Claudia se arqueó hacia él y Tom sintió que su entrepierna reaccionaba inmediatamente, ¿Era aquel el sitio y el momento para lo que estaban haciendo? Con tantas mentiras entre ellos… No, sería mejor esperar. Decidido, se apartó.

– Puedes besarme otra vez-dijo ella con voz ronca-. Creo que un solo beso no es un trato justo por una oreja agujereada.

Tom volvió a inclinarse, dispuesto a darle otro beso. Pero el beso se convirtió en dos, en tres…, hasta que perdió la cuenta. Besar a una mujer siempre había sido el preludio para algo más, pero podría besar a Claudia durante toda la noche y no se cansaría nunca.

Sin embargo, no estaba preparado para hacerle el amor. Las mentiras eran un obstáculo insuperable. Sus motivos, su juego, el deseo de los dos…

Claudia acarició su torso desnudo con las manos.

– Bésame otra vez-le ordenó.

– Si vuelvo a besarte, puede que no sea capaz de parar. Y tú has bebido tanto champán que podrías no saber detenerme. Así que lo mejor es parar ahora que podemos.

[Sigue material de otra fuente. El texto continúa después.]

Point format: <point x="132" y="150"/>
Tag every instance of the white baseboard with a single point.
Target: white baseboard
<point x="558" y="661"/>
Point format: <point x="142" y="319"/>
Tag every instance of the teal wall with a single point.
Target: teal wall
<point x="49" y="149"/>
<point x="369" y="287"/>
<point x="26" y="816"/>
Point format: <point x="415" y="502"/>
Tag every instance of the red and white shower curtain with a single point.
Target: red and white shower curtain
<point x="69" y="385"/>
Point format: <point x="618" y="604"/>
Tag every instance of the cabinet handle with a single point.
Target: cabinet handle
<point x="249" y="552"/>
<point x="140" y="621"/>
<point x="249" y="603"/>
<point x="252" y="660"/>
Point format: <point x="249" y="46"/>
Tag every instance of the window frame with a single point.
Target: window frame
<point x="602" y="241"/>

– Eres demasiado honorable, señor Dalton.

Cerrando los ojos, Tom le dio un beso en la frente. Quizá lo era. Pero no quería arriesgarse. Si hacían el amor sería un momento importante, significativo en su vida.

– Si no me besas, ¿qué vamos a hacer?

– Podríamos hablar. Puedes contarme cosas de ti misma. Quiero saberlo todo.

– ¿Qué quieres saber?

– Lo que tú quieras contarme-sonrió él, mirándola a los ojos.

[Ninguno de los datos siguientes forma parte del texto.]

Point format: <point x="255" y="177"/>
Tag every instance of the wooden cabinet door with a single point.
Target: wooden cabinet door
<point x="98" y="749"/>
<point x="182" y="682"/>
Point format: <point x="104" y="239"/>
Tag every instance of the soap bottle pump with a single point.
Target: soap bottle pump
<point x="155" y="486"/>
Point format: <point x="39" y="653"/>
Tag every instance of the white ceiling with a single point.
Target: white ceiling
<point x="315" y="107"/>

Por un momento pensó que iba a decirle la verdad sobre lo que estaba haciendo allí. Pero al final le contó que había nacido en Buffalo, que sus padres no se llevaban bien… Cuando llegó a la guardería y empezó a contarle que se comía los lápices, ya estaba cerrando los ojos. Un segundo después se había quedado dormida. Tom la miró, sintiendo una ola de afecto que le encogía el corazón.

Algún día se lo contaría todo. Y cuando lo hiciera, eso sería más importante que cualquier artículo. Lo único que tenía que hacer era darle tiempo.

Tom estuvo mirándola hasta el amanecer. Duran te horas miró aquella bonita cara, catalogando cada una de sus facciones hasta que se las supo de memoria: la nariz perfecta, los labios generosos, la piel de porcelana y las largas pestañas.